- Born: 1943 (age 81–82)
- Occupations: Journalist; Royal Correspondent; Public relations spokesman;
- Employers: BBC (1968–1988); Harrods (1988–1998);

= Michael Cole (public relations) =

BBC journalist

Michael Dexter Cole (born March 1943) is a former BBC television journalist and royal correspondent. After leaving the BBC, he worked as director of public affairs for Harrods, and as the spokesman for its owner Mohamed Al Fayed.

==Journalism==
Cole began his career in newspapers, before moving to television. After a period with the local news programme for Anglia Television, he worked on the BBC's Look East from the beginning of 1969. In 1973 he was one of three correspondents sent by the BBC to cover the Yom Kippur War from the Israeli side, his first assignment after becoming permanently based in London following brief periods in Northern Ireland. The reforms brought about by then BBC director-general Hugh Greene benefited news coverage according to Cole, but were accompanied by heavy drug use in some BBC departments.

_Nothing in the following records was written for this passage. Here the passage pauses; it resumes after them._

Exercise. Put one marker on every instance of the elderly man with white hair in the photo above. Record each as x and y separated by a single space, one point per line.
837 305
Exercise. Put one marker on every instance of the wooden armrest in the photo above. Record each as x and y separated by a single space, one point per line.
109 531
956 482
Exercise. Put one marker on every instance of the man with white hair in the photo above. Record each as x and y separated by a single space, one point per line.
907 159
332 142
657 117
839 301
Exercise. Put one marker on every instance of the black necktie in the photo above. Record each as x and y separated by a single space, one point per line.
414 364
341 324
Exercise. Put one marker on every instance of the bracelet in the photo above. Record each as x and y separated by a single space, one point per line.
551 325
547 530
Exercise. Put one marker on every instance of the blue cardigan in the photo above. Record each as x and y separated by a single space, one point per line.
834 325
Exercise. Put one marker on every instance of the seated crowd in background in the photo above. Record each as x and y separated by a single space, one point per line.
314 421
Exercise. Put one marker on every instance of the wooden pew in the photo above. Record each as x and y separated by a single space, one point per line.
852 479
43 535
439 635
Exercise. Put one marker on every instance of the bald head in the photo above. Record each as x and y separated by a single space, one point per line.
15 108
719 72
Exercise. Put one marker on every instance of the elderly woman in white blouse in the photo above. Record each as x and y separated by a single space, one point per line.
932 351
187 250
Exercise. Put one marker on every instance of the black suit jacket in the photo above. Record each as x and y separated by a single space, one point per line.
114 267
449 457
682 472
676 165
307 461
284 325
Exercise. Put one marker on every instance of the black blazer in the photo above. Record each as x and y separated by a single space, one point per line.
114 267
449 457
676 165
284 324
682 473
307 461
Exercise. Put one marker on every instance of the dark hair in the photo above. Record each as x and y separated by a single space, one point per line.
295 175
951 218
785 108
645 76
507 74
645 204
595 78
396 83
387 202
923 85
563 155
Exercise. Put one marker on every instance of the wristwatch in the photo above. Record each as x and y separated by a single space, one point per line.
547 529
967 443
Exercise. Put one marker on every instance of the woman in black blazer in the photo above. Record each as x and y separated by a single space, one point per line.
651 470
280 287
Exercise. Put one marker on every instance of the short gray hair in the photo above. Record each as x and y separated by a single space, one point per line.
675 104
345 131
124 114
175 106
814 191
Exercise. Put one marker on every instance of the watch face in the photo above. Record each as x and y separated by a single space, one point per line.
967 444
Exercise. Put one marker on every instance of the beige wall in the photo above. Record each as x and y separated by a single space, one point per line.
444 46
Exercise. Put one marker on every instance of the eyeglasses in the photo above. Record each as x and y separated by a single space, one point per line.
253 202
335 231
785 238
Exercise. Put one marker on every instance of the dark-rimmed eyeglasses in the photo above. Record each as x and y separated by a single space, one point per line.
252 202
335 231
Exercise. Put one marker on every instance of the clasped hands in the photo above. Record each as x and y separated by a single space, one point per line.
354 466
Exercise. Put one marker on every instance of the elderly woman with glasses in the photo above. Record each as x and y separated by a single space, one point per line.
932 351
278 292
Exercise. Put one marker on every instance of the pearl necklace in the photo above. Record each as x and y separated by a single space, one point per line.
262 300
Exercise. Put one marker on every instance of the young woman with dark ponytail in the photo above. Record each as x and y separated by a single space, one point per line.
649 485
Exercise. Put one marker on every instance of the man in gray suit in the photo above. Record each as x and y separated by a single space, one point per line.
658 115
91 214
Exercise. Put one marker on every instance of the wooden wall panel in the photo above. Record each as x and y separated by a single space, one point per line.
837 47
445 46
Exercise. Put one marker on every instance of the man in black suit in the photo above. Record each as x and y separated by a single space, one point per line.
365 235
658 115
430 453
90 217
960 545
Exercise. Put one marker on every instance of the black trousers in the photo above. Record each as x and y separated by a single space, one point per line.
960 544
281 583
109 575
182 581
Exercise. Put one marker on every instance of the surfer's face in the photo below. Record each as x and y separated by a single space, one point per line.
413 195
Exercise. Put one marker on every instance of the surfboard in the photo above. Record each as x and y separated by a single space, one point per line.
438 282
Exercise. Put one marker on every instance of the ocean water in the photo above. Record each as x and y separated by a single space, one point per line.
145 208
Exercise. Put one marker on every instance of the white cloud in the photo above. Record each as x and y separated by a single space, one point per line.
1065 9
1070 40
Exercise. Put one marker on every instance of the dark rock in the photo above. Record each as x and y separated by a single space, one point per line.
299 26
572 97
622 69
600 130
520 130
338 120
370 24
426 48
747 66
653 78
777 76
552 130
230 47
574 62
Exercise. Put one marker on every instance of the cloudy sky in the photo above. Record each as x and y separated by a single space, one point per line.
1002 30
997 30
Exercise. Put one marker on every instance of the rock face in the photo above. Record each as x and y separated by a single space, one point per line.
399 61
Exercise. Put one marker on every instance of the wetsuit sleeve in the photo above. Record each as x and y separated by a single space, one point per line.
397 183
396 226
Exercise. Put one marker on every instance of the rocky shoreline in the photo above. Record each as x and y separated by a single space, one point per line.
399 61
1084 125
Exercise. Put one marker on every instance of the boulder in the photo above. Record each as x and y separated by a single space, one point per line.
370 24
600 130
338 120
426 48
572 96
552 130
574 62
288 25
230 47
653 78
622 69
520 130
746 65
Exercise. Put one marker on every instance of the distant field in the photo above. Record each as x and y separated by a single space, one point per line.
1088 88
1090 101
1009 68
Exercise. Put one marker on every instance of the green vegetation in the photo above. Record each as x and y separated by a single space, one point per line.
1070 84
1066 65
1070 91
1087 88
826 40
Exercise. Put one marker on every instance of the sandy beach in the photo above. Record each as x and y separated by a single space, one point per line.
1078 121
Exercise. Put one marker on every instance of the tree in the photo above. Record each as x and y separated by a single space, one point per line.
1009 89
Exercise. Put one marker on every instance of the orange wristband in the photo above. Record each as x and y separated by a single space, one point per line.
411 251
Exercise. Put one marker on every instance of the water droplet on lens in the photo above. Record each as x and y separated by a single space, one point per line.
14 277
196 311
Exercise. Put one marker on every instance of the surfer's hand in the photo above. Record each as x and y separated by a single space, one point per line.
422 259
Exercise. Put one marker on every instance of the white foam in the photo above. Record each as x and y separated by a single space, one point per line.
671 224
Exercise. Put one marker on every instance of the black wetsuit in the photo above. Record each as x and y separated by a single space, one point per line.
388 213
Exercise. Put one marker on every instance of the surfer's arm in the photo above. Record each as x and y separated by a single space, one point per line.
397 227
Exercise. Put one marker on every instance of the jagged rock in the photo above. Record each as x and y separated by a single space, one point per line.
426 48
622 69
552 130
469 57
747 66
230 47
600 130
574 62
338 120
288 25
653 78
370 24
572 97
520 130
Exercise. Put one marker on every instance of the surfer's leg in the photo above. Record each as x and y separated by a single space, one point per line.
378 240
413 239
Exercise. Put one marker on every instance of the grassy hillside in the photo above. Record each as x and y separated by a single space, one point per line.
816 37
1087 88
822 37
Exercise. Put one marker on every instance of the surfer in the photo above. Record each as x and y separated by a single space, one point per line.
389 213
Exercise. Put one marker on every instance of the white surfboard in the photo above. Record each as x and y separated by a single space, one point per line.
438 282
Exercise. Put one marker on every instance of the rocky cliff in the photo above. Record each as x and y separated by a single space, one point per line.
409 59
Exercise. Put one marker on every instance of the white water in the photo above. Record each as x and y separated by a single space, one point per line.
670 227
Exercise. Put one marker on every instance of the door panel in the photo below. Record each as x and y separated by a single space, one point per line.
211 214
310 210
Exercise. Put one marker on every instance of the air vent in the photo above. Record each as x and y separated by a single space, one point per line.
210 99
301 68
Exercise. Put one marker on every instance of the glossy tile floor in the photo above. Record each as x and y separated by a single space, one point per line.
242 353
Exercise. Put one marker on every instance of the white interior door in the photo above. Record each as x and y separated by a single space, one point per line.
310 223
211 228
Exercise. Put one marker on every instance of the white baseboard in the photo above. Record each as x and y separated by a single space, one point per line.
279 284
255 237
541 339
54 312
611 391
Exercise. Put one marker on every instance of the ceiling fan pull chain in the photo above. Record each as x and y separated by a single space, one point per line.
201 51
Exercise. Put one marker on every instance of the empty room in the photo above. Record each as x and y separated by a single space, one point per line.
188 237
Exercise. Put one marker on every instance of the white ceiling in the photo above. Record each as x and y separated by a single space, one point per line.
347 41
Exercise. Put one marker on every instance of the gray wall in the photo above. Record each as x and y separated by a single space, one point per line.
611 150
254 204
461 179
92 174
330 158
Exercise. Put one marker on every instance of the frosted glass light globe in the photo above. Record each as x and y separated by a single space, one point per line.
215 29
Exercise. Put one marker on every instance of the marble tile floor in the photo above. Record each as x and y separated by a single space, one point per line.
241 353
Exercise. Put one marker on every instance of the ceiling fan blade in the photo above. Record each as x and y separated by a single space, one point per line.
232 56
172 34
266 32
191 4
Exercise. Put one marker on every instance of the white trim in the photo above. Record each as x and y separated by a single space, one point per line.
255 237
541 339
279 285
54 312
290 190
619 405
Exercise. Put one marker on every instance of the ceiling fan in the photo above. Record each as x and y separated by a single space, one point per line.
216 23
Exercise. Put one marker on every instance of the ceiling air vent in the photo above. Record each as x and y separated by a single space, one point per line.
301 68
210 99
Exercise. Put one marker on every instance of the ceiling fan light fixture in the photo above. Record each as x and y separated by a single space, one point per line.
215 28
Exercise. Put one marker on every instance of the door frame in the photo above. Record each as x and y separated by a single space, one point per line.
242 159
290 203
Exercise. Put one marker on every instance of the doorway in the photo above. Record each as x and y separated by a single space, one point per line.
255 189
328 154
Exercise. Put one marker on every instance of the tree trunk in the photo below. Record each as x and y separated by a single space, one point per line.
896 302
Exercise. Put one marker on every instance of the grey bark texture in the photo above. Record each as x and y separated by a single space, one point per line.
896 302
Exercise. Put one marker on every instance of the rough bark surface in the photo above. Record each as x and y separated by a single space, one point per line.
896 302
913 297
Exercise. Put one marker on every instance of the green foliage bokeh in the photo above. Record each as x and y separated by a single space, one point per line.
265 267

Cole covered Margaret Thatcher's career following her election as Conservative Party leader in 1975, told her on camera that Airey Neave MP had been assassinated in 1979, and was on hand at the rescue of Norman Tebbit after the Brighton's Grand Hotel was bombed by the IRA in 1984.

===Royal Correspondent===

Cole served as a BBC Royal Correspondent. In 1987, Cole inadvertently revealed to a press correspondents' lunch some of that year's forthcoming Queen's Christmas message, apparently her reference to the Enniskillen bombing on Remembrance Day. According to Cole, he immediately told his employer what had happened, and found the "Cole the Mole" headlines which followed inappropriate. Cole's friend and fellow royal reporter James Whitaker, later said that Cole had spoken only in general terms and did not convey anything which was secret. The BBC apologised to the Queen for the lapse. Cole was not dismissed and was moved to a media and arts remit, remaining with the corporation for another 10 months.

==Later career==
===Mohamed Al Fayed===
Cole first met Mohamed Al Fayed while working on a BBC programme about the Duke and Duchess of Windsor, The Uncrowned Jewels in 1987. He joined Harrods after leaving the BBC in 1988, telling journalist Nick Cohen days after the death of Diana, Princess of Wales that he loved Al Fayed like a father. However, Cole was also a victim of bugging because his boss did not trust many of his employees.

In 1997 Cole led negotiations to conclude a settlement to a libel action brought by Al Fayed against Vanity Fair. Al Fayed had sued the magazine following a 1995 article written by the U.K. editor Henry Porter which accused Al Fayed of racism, and covert surveillance of, and sexual misconduct against, Harrods' staff. The BBC returned to the allegations in 2024, following Al Fayed's death the previous year, in a documentary, Al-Fayed: Predator at Harrods which was broadcast on BBC Two. This led to reconsideration of the roles Cole, and other senior Harrods' staff, had played in allegedly enabling Al Fayed's sexual abuse.

Cole resigned from Harrods in 1998, taking early retirement at the age of 55. In 2008 he gave evidence to the inquest into the deaths in 1997 of Diana, Princess of Wales and Dodi Fayed, Mohamed Al Fayed's son.

===Lecturing; public relations company===

In 2012, he jointly delivered, with Vernon Bogdanor, a Commonwealth Parliamentary Association lecture, The Crown and the Commonwealth: An emblem of dominion or a symbol of free and voluntary association? at Westminster Hall, part of the Palace of Westminster.

He is the chair of Michael Cole & Company, his own public relations and broadcasting company. He has also written a column for the East Anglian Daily Times, and appeared in 1999 as a panellist on the BBC's satirical quiz, Have I Got News for You.